Nandy is a co-director of the campaign group Labour Together—a combination of Blairite New Labour and nationalist Blue Labour—along with Edwin Chinn, a major donor to Labour Together and to Nandy personally, according to The Canary.

Chinn is a member of the executive committee of the British Israel Communications and Research Centre, another lobby group for the Israeli state. He has also donated money to former Labour Friends of Israel chair Joan Ryan—exposed by Al Jazeera as having lyingly accused a fellow party member of making anti-Semitic comments—and former Deputy Labour Leader Tom Watson, who helped to organise the “Operation Icepick” expulsion of “Trots” from Labour’s membership and called for automatic exclusion from the party of members accused of anti-Semitism.

Incredibly, Nandy was chair of the Labour Friends of Palestine and the Middle East group for the last year.
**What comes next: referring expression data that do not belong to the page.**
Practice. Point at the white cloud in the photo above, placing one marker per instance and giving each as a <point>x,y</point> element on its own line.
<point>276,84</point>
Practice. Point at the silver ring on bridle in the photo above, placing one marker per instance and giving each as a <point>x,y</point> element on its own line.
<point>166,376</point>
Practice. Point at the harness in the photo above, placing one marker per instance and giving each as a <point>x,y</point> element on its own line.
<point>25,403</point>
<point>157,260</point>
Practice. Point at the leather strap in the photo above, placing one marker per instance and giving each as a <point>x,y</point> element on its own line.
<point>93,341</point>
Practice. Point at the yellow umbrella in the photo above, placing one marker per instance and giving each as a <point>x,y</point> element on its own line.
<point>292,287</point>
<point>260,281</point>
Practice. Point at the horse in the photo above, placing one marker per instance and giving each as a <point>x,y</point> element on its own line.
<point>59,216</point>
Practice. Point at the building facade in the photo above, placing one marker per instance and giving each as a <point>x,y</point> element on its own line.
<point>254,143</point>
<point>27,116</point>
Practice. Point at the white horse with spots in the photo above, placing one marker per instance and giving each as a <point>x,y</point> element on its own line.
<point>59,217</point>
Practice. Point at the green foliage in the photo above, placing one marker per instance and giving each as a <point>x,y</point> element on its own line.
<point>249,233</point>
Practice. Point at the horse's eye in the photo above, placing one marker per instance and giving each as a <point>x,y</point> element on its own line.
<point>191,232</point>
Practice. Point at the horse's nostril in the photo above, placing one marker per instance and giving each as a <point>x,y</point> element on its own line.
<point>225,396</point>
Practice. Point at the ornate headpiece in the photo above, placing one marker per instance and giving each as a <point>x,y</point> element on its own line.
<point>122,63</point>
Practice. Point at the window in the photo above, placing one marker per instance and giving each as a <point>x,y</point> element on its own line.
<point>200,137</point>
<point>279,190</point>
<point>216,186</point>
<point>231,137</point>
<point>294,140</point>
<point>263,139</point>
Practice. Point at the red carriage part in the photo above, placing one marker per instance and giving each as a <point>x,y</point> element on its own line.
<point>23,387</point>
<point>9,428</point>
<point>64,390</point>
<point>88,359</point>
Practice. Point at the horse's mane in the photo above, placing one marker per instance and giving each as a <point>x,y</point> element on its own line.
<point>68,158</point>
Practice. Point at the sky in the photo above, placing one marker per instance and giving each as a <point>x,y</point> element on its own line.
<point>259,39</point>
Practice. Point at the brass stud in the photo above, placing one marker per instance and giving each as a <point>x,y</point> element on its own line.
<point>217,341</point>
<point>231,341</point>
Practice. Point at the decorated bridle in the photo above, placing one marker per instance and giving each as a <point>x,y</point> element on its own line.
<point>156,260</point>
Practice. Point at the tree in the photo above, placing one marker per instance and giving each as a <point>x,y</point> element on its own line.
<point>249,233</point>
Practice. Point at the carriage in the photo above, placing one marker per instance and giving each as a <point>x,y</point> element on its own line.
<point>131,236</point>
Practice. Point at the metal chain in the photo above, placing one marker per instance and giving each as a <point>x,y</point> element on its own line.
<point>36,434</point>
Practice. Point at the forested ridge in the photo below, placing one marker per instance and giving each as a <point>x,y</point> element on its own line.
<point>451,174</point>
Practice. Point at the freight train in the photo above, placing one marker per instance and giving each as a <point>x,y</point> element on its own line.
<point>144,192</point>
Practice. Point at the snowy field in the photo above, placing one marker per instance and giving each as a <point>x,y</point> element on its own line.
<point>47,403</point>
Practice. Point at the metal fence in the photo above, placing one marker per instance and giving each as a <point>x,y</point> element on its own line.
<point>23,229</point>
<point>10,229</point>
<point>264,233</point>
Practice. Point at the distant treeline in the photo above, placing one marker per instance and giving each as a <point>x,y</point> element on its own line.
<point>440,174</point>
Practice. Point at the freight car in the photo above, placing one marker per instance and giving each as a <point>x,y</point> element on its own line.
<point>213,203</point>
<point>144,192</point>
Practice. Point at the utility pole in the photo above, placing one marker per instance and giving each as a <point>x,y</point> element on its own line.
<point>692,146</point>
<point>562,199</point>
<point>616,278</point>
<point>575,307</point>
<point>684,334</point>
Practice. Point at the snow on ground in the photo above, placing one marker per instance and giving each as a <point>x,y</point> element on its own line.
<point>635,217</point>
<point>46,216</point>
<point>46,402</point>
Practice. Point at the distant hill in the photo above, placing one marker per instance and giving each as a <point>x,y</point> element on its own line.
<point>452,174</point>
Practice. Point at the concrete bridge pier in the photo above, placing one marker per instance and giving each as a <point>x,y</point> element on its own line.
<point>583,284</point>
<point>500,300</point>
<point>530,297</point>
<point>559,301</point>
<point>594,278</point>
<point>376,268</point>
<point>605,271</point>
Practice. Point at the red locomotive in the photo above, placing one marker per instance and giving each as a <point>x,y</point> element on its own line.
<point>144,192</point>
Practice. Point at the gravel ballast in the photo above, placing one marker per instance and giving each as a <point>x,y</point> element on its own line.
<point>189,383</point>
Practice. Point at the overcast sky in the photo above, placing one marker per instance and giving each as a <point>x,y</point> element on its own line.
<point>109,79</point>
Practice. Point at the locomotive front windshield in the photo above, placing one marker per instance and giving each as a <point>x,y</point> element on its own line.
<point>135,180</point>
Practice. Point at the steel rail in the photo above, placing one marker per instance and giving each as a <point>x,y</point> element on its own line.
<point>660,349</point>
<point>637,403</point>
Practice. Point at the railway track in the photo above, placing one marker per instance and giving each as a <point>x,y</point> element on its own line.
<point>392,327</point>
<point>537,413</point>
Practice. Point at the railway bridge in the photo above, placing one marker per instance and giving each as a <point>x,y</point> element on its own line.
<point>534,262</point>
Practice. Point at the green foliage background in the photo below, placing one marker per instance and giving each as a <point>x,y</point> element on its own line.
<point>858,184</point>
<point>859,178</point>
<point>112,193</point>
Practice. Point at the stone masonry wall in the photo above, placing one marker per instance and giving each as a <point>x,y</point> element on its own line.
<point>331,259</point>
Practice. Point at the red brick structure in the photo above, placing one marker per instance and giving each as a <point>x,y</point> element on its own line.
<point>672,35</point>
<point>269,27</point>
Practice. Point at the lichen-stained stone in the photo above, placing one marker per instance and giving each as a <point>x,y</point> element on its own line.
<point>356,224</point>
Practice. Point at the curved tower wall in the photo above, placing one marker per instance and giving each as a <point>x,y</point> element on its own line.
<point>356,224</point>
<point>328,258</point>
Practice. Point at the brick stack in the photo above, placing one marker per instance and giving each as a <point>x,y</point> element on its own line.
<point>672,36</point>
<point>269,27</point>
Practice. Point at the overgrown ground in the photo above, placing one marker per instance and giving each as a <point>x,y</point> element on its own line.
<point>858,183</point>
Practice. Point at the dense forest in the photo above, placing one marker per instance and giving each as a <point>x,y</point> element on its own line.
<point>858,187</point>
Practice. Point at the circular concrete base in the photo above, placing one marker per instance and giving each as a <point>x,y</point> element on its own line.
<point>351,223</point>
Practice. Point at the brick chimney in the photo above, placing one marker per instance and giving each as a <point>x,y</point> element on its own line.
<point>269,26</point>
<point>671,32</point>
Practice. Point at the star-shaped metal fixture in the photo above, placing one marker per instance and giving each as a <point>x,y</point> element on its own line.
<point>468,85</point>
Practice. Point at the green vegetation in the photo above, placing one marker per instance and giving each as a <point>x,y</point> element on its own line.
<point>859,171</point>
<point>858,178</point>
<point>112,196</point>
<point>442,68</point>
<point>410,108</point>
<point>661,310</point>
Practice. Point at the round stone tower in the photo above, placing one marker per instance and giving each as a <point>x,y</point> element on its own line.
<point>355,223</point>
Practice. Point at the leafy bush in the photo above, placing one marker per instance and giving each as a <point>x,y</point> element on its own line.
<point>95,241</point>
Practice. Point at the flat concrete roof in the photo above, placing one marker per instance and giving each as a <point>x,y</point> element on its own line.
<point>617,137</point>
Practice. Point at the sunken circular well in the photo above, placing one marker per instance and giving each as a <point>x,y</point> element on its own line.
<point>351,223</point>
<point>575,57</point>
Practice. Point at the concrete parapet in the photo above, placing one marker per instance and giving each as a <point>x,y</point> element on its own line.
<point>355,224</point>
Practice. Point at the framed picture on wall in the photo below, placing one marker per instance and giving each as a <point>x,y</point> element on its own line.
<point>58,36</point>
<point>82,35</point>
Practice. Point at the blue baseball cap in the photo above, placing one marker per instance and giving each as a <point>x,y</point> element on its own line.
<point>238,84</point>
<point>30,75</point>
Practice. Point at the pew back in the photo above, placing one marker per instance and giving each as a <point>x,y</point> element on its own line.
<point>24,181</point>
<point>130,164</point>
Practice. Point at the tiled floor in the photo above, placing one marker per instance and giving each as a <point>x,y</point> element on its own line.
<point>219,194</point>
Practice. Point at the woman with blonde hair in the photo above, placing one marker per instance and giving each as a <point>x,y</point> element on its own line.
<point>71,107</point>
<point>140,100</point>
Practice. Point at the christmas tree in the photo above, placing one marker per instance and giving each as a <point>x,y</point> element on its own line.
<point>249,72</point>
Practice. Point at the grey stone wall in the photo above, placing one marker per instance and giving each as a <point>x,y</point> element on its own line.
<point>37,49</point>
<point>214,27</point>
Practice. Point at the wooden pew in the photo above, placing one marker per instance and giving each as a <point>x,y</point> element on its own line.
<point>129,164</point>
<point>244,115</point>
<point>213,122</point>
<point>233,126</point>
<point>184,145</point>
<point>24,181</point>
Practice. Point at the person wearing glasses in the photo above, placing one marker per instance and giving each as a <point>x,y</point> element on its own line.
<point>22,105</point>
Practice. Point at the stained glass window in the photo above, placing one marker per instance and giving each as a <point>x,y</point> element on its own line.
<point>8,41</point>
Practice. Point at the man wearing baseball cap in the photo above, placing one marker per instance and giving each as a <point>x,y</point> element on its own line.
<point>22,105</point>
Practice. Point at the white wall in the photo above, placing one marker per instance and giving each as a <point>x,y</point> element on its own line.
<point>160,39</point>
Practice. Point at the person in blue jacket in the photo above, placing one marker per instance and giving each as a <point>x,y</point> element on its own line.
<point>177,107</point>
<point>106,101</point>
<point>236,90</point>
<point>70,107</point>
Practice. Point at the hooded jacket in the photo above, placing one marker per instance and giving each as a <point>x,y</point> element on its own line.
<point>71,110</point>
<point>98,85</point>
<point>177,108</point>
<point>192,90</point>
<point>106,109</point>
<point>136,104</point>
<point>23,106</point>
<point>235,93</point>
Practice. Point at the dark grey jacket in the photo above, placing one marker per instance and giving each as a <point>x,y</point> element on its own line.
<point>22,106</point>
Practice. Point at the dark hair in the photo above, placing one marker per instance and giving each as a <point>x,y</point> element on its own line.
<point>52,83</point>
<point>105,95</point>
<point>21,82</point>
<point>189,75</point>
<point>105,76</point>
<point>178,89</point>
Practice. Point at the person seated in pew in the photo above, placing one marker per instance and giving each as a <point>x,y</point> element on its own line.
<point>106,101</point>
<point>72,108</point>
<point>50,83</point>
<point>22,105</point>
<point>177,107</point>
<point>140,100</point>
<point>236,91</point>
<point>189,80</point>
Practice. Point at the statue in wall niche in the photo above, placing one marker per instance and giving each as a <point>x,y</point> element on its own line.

Her leadership has seen the organisation’s activity virtually cease. She can be trusted to ensure Labour’s continued complicity in the crimes of the Israeli government through its foreign policy.

Starmer’s cabinet includes a rogues gallery of Blairite witch-hunters such as Jess Phillips, Liz Kendall, Lucy Powell, Wes Streeting, Stephen Doughty and Pat McFadden. Shami Chakrabarti—falsely accused of conducting a “whitewash” investigation into anti-Semitism in 2016—has been replaced as shadow attorney general by arch-Blairite and Iraq War enthusiast Lord Falconer.

Labour’s new director of communications, replacing the Stalinist Seumas Milne, is Ben Nunn—an adviser to Labour MP Heidi Alexander. Alexander, the first of Corbyn’s shadow cabinet to resign in the right-wing 2016 coup against him, then co-organised Owen Smith’s dismal leadership challenge to Corbyn. Starmer’s chief of staff, Morgan McSweeney, organised Blairite favourite Liz Kendall’s bid for the Labour leadership in 2015.

The five years of Jeremy Corbyn’s leadership were a political rout before this toxic anti-Semitism campaign. Workers and young people must draw the balance sheet of this experience. The Labour Party is not institutionally anti-Semitic, it is institutionally anti-socialist. A fight against social inequality, war and all the crises of the capitalist system (from climate change to the COVID-19 pandemic) can only be waged through the construction of a new, independent party of the international working class—the Socialist Equality Party.